RMT-match: an unsupervised 3D medical image registration network based on RMT and wavelet convolution.
Authors
Affiliations (2)
Affiliations (2)
- Business School, University of Shanghai for Science and Technology, Shanghai 200093, People's Republic of China.
- School of Optical-Electrical and Computer Engineering, University of Shanghai for Science and Technology, Shanghai 200093, People's Republic of China.
Abstract
Deformable image registration plays a crucial role in the field of medical image analysis. Although medical image registration (MIR) models based on vision transformer (ViT) can establish long-range dependencies between patches, their core component, self-attention, lacks important spatial priors. Meanwhile, the down-sampling operation similar to the U-Net structure in MIR tasks leads to the loss of spatial information. Traditional convolutional down-sampling is more sensitive to high-frequency information. Although high-frequency information such as image edges and details is more important for 3D MIR tasks, information containing low-frequency components like the overall image contour is also crucial during the multi-scale sampling process. To address these issues, this paper proposes a novel deformable MIR framework called RMT-Match. This framework extends the traditional Retentive Networks Meet vision transformers (RMT) structure to a 3D form.

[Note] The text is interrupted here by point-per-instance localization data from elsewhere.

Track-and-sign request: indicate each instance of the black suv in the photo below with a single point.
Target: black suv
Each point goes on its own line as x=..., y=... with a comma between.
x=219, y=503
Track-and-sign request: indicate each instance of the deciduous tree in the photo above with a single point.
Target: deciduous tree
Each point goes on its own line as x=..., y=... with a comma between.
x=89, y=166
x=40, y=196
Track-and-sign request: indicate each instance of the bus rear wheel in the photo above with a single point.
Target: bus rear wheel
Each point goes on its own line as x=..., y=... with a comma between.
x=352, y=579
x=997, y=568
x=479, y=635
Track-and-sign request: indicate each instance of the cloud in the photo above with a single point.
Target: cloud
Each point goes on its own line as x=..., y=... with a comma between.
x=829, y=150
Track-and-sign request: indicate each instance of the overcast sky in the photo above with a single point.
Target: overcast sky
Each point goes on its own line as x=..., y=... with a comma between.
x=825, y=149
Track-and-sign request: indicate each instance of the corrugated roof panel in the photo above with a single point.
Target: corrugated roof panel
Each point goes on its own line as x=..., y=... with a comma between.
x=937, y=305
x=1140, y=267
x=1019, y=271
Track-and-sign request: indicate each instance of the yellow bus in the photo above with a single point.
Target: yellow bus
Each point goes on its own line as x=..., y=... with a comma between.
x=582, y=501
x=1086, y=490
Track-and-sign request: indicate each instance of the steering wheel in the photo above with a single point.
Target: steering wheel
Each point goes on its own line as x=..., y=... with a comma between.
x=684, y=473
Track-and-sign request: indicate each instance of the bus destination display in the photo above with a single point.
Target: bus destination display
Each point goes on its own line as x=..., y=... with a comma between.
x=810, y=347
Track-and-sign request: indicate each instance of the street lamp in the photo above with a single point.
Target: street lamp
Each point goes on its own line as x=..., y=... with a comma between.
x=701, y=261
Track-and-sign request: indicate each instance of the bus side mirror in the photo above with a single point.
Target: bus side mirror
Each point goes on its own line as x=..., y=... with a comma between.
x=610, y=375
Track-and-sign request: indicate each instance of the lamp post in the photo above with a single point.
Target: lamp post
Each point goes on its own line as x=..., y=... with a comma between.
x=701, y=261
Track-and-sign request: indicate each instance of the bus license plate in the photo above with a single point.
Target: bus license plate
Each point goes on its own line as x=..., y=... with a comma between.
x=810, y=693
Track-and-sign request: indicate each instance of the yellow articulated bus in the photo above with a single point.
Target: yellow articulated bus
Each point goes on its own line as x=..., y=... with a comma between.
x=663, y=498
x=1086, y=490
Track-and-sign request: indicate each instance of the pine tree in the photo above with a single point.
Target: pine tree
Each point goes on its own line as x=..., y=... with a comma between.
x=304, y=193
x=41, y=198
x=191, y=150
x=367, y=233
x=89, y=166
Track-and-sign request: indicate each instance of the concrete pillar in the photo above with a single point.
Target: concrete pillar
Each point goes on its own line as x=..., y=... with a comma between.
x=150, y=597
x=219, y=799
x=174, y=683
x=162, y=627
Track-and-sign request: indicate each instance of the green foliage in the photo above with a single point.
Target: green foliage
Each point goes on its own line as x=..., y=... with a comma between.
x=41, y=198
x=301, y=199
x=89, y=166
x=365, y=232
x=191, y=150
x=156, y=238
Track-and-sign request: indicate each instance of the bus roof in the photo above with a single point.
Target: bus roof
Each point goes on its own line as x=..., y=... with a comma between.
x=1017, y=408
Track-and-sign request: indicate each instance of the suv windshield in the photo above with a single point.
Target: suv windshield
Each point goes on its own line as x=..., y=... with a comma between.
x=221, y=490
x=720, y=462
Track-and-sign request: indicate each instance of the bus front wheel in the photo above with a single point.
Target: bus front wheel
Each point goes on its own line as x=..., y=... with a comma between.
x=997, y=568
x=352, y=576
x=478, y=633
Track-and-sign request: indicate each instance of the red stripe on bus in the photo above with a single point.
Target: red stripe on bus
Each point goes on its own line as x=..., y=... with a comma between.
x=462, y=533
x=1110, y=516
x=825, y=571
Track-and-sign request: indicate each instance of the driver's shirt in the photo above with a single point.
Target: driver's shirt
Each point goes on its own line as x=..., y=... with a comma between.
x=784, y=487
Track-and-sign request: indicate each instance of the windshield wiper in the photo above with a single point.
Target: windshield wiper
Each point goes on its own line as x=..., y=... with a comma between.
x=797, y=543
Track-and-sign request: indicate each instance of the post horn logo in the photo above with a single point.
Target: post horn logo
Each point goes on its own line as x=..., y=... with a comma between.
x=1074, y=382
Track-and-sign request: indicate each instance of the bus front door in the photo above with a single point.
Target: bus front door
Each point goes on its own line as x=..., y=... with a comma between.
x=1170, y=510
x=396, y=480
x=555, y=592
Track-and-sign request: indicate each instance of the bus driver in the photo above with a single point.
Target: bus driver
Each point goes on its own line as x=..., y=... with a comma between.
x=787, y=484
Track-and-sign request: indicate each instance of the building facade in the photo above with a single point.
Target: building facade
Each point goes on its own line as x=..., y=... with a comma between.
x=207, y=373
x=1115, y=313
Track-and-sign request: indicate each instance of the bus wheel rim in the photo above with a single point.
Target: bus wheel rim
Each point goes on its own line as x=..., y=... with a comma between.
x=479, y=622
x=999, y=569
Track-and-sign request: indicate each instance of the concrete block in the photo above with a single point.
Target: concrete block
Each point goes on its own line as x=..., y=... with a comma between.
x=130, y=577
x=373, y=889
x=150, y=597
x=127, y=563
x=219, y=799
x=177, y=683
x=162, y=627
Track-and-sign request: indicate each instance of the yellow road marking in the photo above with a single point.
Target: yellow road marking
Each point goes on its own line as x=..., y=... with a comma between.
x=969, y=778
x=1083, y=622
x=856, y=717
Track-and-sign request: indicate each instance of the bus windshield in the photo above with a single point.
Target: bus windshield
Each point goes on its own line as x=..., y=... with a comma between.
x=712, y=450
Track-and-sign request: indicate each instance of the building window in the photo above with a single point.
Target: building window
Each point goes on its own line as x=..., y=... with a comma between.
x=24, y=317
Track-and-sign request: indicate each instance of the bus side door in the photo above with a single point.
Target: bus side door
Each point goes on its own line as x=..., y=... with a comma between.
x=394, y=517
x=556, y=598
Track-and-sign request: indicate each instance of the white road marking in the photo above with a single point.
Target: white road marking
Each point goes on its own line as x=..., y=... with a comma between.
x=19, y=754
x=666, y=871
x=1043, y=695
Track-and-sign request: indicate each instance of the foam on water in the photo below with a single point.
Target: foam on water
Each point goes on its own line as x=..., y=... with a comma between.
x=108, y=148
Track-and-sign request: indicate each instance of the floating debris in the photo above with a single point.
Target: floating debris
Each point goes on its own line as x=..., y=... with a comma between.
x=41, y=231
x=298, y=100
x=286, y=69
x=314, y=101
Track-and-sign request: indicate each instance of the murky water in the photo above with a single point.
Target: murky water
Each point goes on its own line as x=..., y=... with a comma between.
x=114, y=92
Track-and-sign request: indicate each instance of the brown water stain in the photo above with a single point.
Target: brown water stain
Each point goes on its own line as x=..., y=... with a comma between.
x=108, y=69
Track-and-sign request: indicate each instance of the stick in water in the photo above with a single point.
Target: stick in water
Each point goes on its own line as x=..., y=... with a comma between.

It refines the spatial attenuation matrix in RMT based on the Manhattan distance to enhance the self-attention mechanism, thereby introducing 3D spatial prior information. Moreover, it adopts the attention decomposition form of RMT to alleviate the burden of global modeling. In addition, this paper proposes a 3D wavelet convolutional down-sampling module and achieves multi-frequency responses to the input data to make up for the deficiencies of ordinary convolutional down-sampling. After thorough experimental validation on the IXI and OASIS datasets, the RMT network has proven to be a promising approach in the field of MIR. Compared to the traditional CNN-based VoxelMorph method, RMT achieved performance improvements of 5.3% on the IXI dataset and 2.7% on the OASIS dataset. Furthermore, compared to the state-of-the-art transformer-based method TransMatch, it achieved performance gains of 0.1% and 0.7% while reducing the parameter count by 40%, thereby balancing model performance with computational efficiency. These results further confirm the significant advantages and potential of this method for MIR tasks.